Ameztoy

Personal information
- Full name: Gregorio Ameztoy Querejeta
- Date of birth: 15 May 1916
- Place of birth: La Carlota, Philippines
- Date of death: 24 October 1972 (aged 56)
- Place of death: Spain
- Position: Midfielder

Senior career*
- Years: Team / Apps / (Gls)
- 1933–1943: Zaragoza / 89 / (13)
- 1943–1946: Atlético Madrid / 33 / (3)
- 1947–1948: Gimnàstic de Tarragona / 3 / (0)

= Ameztoy =

Filipino association football player

Gregorio Ameztoy Querejeta (15 May 1916 - 24 October 1972) was a Filipino professional footballer who played as a midfielder for Gimnàstic de Tarragona in Spain.

==Early life==

Ameztoy was born in 1916 in La Carlota, Philippines, to Basque Spanish parents from Zestoa, Spain.

Ameztoy attended the Colegio Nuestra Señora del Buen Consejo en Lecároz.

==Career==

Ameztoy debuted for Spanish side Zaragoza at the age of seventeen.
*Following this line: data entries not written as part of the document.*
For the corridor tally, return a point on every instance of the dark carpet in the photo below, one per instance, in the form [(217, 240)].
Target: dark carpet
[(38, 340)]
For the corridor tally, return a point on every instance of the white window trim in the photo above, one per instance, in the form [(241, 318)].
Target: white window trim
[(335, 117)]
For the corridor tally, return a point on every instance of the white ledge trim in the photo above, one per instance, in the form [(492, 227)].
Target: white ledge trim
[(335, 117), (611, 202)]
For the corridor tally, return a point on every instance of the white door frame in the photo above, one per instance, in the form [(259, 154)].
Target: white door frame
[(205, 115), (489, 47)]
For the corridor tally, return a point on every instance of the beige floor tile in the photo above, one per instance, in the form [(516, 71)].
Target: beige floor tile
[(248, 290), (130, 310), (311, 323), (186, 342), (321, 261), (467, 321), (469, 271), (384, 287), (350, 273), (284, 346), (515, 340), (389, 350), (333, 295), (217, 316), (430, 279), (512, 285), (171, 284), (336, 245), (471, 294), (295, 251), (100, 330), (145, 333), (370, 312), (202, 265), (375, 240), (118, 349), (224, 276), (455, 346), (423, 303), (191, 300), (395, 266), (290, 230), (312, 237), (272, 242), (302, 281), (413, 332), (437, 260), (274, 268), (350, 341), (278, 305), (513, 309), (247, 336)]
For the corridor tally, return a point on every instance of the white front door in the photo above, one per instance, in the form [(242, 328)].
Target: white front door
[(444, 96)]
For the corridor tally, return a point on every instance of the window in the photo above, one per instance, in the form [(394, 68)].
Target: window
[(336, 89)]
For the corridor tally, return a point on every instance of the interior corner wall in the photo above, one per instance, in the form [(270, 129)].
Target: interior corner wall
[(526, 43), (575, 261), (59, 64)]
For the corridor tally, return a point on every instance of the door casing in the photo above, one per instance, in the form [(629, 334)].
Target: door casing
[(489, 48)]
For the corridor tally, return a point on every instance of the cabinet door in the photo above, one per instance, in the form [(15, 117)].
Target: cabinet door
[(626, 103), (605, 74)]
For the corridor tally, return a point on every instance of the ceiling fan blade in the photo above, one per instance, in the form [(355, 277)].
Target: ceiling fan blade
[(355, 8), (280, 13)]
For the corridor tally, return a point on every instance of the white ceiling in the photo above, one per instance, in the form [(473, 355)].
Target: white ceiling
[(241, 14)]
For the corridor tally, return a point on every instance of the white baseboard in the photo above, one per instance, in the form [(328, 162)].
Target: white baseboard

He became the first Filipino footballer to play in the Spanish La Liga.
Altogether, he made over 90 appearances in the Spanish La Liga.

==Style of play==

Ameztoy mainly operated as a midfielder and was known for his in-game intelligence, ability to use his right foot, and technical ability.

==Personal life==

Ameztoy had two sisters and two brothers.